これに対し、原告は「本件図表は,①全国の金融機関の住宅ローンを掲載していること,②住宅ローンの商品名や金利情報その他の必要事項をデータベース化していること,③データベース化された住宅ローンについて,各都道府県ごとや各地域ごとに利用できる住宅ローンと全国の住宅ローンを抽出する機能を備えていること,④その住宅ローンの金利を変動金利と固定金利に区分し,固定金利については,各固定期間である1年,2年,3年,5年,7年,10年,15年,20年,25年,30年,35年に区分し,「変動金利又は固定金利の各固定期間である1年,2年,3年,5年,7年,10年,15年,20年,25年,30年,35年」のうちの「利用者が希望する箇所」をクリックすることにより,その希望する箇所の金利について,順次,昇順(低金利の順)に並び替える動作機能を備えていることの特徴を有するものであり,ウェブ時代における新しい概念の「動的な図表」として創作性を有する旨主張していたる。
この点について、本判決は、「上記②ないし④の機能等は,本件図表に表示されるデータの管理方法あるいは原告ウェブサイトの機能であって,本件図表を構成する各図表そのものの表現に相当するものではなく,上記機能等から本件図表が図形の著作物としての創作性を有することを基礎づけることはできない。」「また,全国の金融機関の住宅ローン商品を対象に,それらの変動金利及び固定金利を図表の形式で表示すること(上記①)や各金融機関の住宅ローン商品を金利の低い順に昇降順に配列して表示すること(上記④)は,いずれもありふれた表現であって,表現上の創作性を認めることはできない。」としている。
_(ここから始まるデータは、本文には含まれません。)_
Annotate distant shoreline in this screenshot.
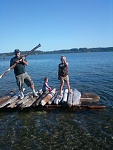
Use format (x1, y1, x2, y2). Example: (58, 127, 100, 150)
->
(0, 47, 113, 56)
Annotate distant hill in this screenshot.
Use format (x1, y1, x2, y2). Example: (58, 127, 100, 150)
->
(0, 47, 113, 56)
(44, 47, 113, 54)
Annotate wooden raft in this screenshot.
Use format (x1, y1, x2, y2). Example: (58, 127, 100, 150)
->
(0, 88, 105, 111)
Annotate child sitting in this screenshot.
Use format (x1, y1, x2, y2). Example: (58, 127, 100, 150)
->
(42, 77, 52, 93)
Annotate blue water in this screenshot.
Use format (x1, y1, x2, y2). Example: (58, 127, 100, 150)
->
(0, 52, 113, 149)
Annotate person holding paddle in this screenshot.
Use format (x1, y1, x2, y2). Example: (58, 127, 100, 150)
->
(58, 56, 72, 96)
(10, 49, 38, 99)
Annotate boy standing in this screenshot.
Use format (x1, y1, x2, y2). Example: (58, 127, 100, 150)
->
(58, 56, 72, 96)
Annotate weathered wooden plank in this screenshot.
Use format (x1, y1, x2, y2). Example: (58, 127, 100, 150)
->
(80, 93, 100, 103)
(0, 94, 18, 108)
(70, 105, 106, 111)
(0, 89, 16, 105)
(20, 91, 43, 109)
(35, 104, 106, 111)
(7, 99, 20, 108)
(7, 92, 31, 108)
(16, 93, 32, 105)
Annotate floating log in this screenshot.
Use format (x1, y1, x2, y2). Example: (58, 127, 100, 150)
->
(48, 92, 58, 105)
(67, 89, 73, 107)
(35, 90, 49, 106)
(62, 89, 68, 103)
(72, 89, 81, 106)
(54, 90, 64, 105)
(41, 89, 56, 106)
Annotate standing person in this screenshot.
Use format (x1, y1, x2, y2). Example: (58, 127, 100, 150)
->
(58, 56, 72, 96)
(10, 49, 38, 99)
(42, 77, 52, 93)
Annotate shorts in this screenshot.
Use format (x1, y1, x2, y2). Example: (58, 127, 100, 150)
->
(60, 75, 69, 84)
(15, 72, 34, 90)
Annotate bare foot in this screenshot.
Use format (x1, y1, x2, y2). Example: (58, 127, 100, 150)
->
(59, 94, 63, 97)
(69, 91, 73, 94)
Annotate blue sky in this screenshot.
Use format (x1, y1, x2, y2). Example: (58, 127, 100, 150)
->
(0, 0, 113, 53)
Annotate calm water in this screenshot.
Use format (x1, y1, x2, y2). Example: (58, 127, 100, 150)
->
(0, 52, 113, 149)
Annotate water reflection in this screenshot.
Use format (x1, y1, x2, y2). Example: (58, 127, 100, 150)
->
(0, 52, 113, 149)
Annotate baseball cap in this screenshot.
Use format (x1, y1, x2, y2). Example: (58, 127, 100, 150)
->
(14, 49, 20, 55)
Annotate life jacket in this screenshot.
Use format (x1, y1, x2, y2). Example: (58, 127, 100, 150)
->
(59, 63, 68, 77)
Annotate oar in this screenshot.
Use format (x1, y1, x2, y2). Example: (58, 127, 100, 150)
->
(0, 44, 41, 79)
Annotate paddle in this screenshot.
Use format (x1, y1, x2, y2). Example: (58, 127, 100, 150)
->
(0, 44, 41, 79)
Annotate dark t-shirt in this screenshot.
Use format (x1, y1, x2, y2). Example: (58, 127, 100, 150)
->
(10, 56, 27, 76)
(58, 63, 68, 77)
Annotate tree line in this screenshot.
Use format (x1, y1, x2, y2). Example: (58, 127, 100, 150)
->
(0, 47, 113, 57)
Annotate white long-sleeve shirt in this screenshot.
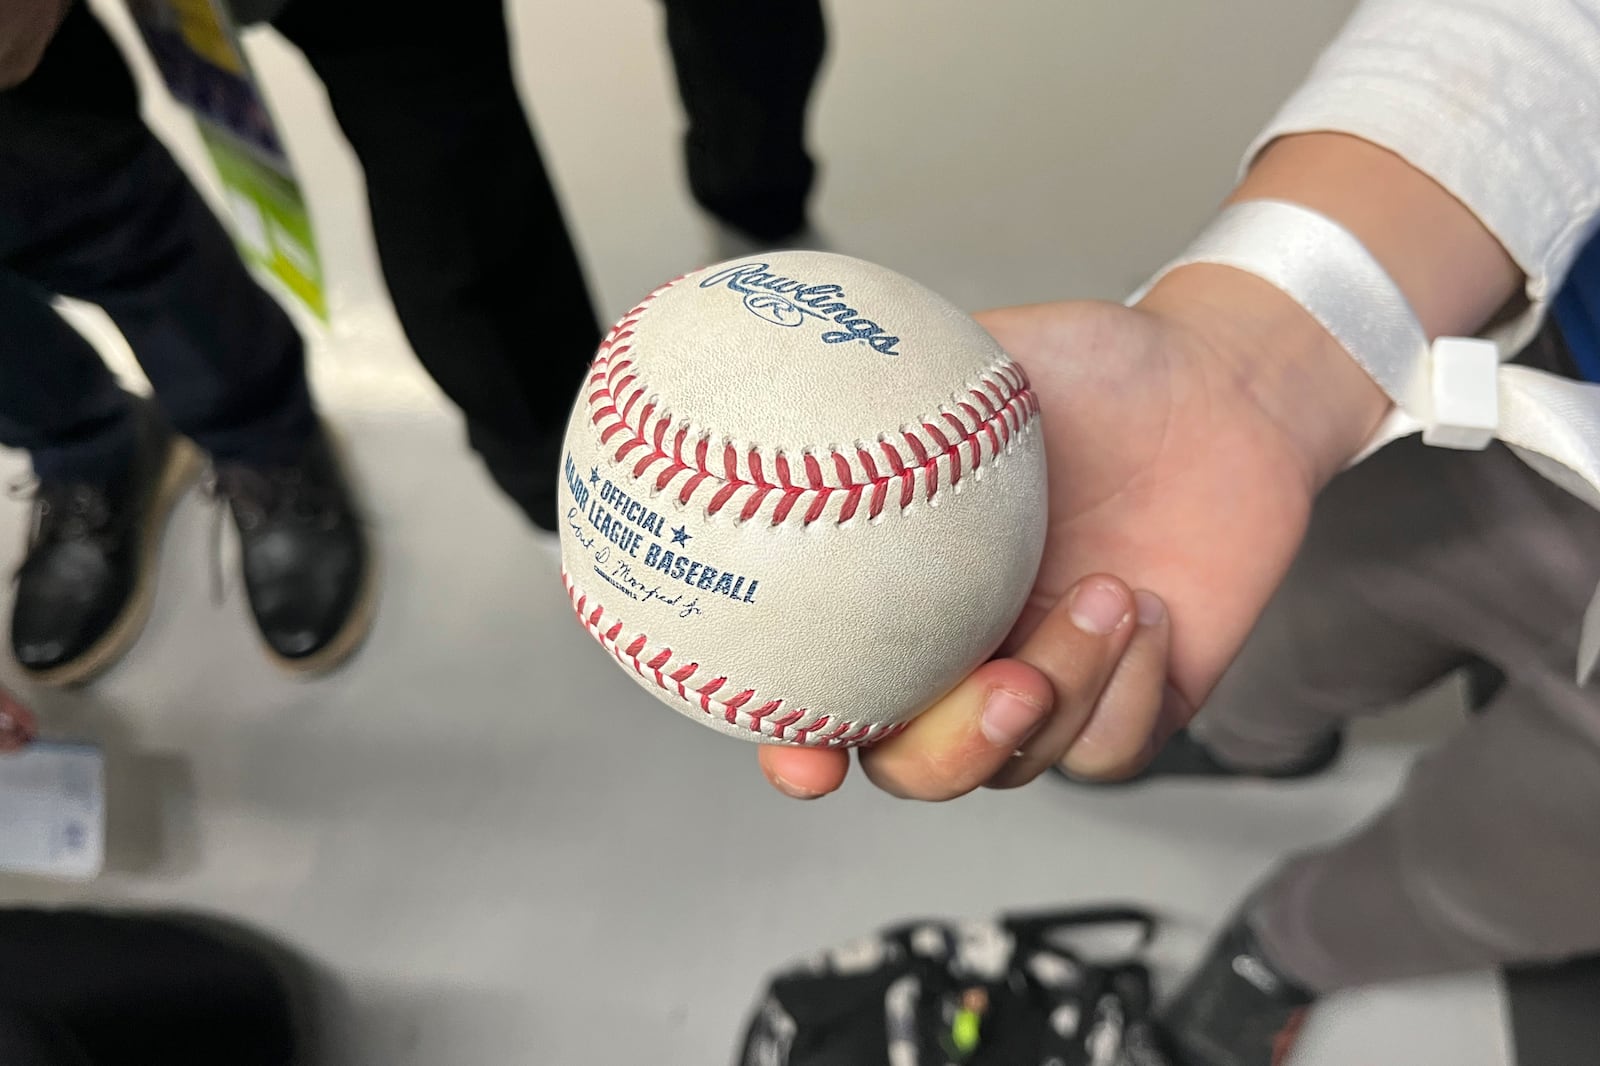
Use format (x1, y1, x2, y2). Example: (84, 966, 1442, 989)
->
(1242, 0, 1600, 680)
(1244, 0, 1600, 353)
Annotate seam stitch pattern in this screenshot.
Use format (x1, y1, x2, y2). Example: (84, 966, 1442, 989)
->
(585, 279, 1040, 525)
(563, 573, 911, 747)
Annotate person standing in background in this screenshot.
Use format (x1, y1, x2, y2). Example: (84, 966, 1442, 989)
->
(1, 0, 824, 682)
(1, 1, 373, 685)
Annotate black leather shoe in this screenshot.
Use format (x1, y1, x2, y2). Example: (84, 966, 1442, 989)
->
(1160, 916, 1316, 1066)
(10, 401, 199, 686)
(214, 427, 374, 675)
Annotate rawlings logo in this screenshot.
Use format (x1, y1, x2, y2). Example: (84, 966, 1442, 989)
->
(699, 262, 903, 356)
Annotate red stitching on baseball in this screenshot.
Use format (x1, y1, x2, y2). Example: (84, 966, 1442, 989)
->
(581, 278, 1037, 526)
(803, 453, 824, 488)
(771, 709, 804, 740)
(794, 716, 829, 743)
(562, 573, 907, 748)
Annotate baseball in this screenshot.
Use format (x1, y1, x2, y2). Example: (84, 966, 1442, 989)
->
(558, 251, 1047, 747)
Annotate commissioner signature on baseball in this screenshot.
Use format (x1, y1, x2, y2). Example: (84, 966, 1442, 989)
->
(699, 261, 903, 356)
(610, 560, 704, 619)
(565, 510, 596, 550)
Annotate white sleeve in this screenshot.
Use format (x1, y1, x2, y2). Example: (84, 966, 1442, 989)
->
(1243, 0, 1600, 350)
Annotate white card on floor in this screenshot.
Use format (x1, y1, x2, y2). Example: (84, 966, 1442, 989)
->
(0, 742, 105, 880)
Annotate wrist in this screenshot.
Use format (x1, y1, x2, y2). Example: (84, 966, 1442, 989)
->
(1133, 133, 1520, 488)
(1233, 134, 1521, 340)
(1137, 263, 1391, 487)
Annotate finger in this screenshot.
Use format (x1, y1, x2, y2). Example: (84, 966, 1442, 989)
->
(984, 575, 1141, 789)
(857, 658, 1054, 801)
(1152, 682, 1198, 750)
(0, 689, 37, 754)
(1059, 589, 1172, 780)
(1119, 681, 1198, 775)
(759, 744, 849, 799)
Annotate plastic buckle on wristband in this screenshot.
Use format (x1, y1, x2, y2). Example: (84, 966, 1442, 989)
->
(1422, 337, 1500, 451)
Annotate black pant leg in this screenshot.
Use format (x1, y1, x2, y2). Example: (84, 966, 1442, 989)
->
(0, 269, 136, 481)
(274, 0, 600, 529)
(0, 2, 145, 481)
(0, 1010, 93, 1066)
(0, 3, 315, 468)
(661, 0, 825, 240)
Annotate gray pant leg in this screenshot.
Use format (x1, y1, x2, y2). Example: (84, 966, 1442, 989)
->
(1255, 673, 1600, 992)
(1248, 432, 1600, 992)
(1190, 439, 1476, 770)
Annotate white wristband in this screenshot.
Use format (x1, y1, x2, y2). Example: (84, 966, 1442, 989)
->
(1130, 198, 1600, 683)
(1130, 199, 1498, 457)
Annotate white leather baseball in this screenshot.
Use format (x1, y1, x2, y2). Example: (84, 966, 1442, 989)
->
(558, 251, 1047, 747)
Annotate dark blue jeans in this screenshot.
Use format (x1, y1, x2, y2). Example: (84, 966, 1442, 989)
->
(0, 3, 315, 482)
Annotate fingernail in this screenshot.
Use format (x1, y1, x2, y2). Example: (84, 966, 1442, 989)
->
(1134, 590, 1165, 627)
(1069, 578, 1130, 635)
(981, 688, 1047, 748)
(770, 773, 824, 800)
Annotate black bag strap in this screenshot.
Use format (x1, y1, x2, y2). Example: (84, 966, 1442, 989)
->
(1000, 905, 1158, 951)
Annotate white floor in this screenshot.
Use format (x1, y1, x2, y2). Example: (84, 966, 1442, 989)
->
(0, 1, 1515, 1063)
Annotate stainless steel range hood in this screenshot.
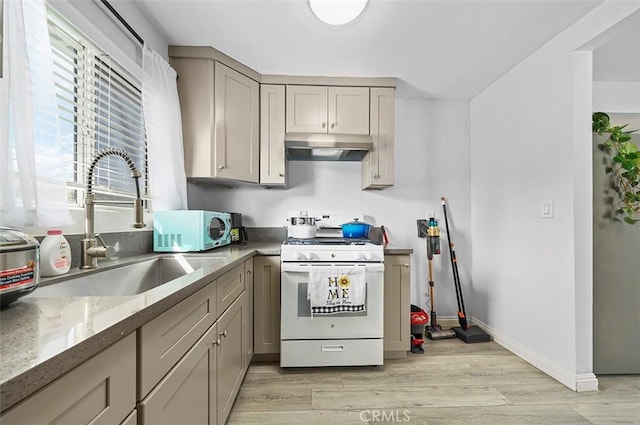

第2の点も、「ありふれたもの」であることを理由に創作性を否定した点で同様であるが、特殊の著作物である「編集著作物」について、ありふれた表現の創作性を否定する先例としては、アサバン事件控訴審判決がある(岡村・前掲書102頁)。
第3の点は、データベース著作物にいうデータベースに該当するためには、明文で「論文、数値、図形その他の情報の集合物であつて、それらの情報を電子計算機を用いて検索することができるように体系的に構成したもの」(2条1項10号の3)でなければならないところ、「そのデータ構造についての主張立証はない」としている。 もっとも、「何らかのデータベースが存在することがうかがわれる」ものである関係上、「原告の主張の前提となる本件図表のデータベースがいかなるものであるのか不明であるから,情報の体系的な構成によって創作性を有するものと認めることはできない。」として、慎重に創作性の問題とした。
以上のとおり、いずれの点も、従来からの判例理論に基づく常識的な判断と言えるであろう。